This explains something I'd actually been wondering about some patterns in the way Rhode Islanders post things in that section of Craigslist for the other New England states. Er, I mean my friend! My friend was wondering about this.
posted by XMLicious at 9:15 AM on May 1, 2009


I'm an RI native and go to college here, and I'm always surprised when I find out people didn't know about this aspect of the state. The out of state students you'd expect to not know--they don't know about Del's, coffee milk, party pizza or clamcakes either--but many people who have lived their whole lives here are unaware as well.

Rhode Island is the only state that still celebrates VJ day, the last colony to become a state, the only state to reject the 18th Amendment, a (mostly former) hotbed of mafia activity and until recently was incredibly corrupt (now I'd only describe it as occasionally).

Rhode Island is home to a lot of "famous firsts", but it's also independent, stubborn and generally averse to change.

I'm not sure where I stand on the issue of making prostitution illegal in Rhode Island. It's not regulated, so it's not like we'd be going from a great system to awful black market conditions.

While I think regulating it would be a step in the right direction, for the reasons sotonohito mentions above, doing that would legitimize it and force people to actually acknowledge that such a thing occurs in their state. That won't happen.

No, as long as it occurs behind closed doors and we don't have to actually think about it, it's fine. Make no mistake, I think prostitution will continue to happen here. The only change is it just won't be legal.
posted by CitrusFreak12 at 9:19 AM on May 1, 2009 [2 favorites]


goingonit, are you sure you aren't thinking of the places near the Post Office or Club Fantasies out west of Route 6/10? The Foxy Lady sign isn't even visible from the highway.
posted by mkb at 9:24 AM on May 1, 2009


One delightful side effect of the current legal situation is door-to-door prostitution. It's not common but it sometimes happens that a young lady will show up at your door and ask to use your bathroom. Once inside she will propose that you give her money in exchange for sex.

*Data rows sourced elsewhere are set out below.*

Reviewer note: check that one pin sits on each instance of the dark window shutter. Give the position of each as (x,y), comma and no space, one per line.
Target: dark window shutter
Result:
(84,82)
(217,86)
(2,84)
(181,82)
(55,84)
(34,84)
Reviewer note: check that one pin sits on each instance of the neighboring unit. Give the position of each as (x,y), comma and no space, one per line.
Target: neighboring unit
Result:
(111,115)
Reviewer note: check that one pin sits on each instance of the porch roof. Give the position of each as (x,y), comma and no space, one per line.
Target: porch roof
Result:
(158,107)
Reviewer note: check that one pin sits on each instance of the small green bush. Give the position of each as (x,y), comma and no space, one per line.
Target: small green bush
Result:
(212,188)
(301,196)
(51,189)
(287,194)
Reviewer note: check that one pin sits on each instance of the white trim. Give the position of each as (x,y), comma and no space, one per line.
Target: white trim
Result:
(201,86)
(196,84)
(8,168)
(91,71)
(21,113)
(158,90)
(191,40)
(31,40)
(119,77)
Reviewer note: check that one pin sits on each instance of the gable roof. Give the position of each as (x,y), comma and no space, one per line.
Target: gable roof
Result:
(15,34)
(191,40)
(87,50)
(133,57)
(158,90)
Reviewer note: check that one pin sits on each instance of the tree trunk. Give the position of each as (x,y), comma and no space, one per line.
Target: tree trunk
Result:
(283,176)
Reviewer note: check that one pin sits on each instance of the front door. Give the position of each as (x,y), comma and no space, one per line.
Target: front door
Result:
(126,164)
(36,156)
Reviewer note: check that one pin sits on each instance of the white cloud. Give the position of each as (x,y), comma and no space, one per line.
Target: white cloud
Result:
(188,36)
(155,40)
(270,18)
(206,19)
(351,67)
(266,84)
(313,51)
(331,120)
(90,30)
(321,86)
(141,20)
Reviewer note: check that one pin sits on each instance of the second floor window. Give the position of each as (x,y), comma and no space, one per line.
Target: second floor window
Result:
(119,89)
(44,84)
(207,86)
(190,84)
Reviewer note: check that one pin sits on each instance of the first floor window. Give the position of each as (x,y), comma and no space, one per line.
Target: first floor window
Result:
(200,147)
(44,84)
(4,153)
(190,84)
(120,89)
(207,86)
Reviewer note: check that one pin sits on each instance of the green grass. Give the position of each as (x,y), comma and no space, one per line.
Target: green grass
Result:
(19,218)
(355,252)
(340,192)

Standard disclaimer: This hasn't happened to me but it has happened to a friend of mine.
posted by Kattullus at 9:25 AM on May 1, 2009 [3 favorites]


One of the Reps. who voted against the bill, David Segal (D-Providence), had this to say:

"So who's the pimp now? A woman, who up until passage will have been a legal prostitute, shall soon be subject to fines and/or time in prison. How is she most likely to pay said fines? -- by turning another half-dozen tricks, in an economy that provides her with no alternative. She'll sell her body, and we'll recoup the rewards."

Considering the fact that more people turn to sex work in a recession to make ends meet, I think this bill is really, really dumb. Do we really want to be incarcerating more people?
posted by lunit at 9:29 AM on May 1, 2009 [2 favorites]


goingonit: time to start remembering where they put the exit to 195 this week

I think I saw it sticking out of a dumpster behind Lupo's.
posted by Kattullus at 9:30 AM on May 1, 2009


oh my lord in heaven there's such a drink as coffee milk?!

i've wasted my life up until now
posted by Optimus Chyme at 9:32 AM on May 1, 2009 [1 favorite]


The magic of forgotten days
May still be found to rest.
A fanlight's gleam, a knocker's blow,
A glimpse of Georgian brick -
The sights and sounds of long ago
Where fancies cluster thick.

-- "Providence", H.P. Lovecraft
posted by benzenedream at 9:36 AM on May 1, 2009 [1 favorite]


'did you know that prostitution is legal in nevada?' she wanted to know. i thought everyone did & said, 'yes, in parts of nevada.'

The parts no one goes to, is the fun thing.
posted by smackfu at 9:48 AM on May 1, 2009


RI's prostitution is already totally unregulated. It's a loophole, not an explicitly regulated system like in Nevada. In fact, whether or not it's actually legal is questionable. It's more like a decriminalization situation then a full on legalization.

Thanks, delmoi. Seems to me, though, that they then have the option of making it legal and regulating it as opposed to making it an outright criminal offense. According to the fourth link it appears that they're interested in making prostitution a misdemeanor, but in reality it will only take some prostitute having a joint or other illicit drug on her before the charges begin to stack up, as they always do, and the we're right back to legislating morality at the cost of human suffering.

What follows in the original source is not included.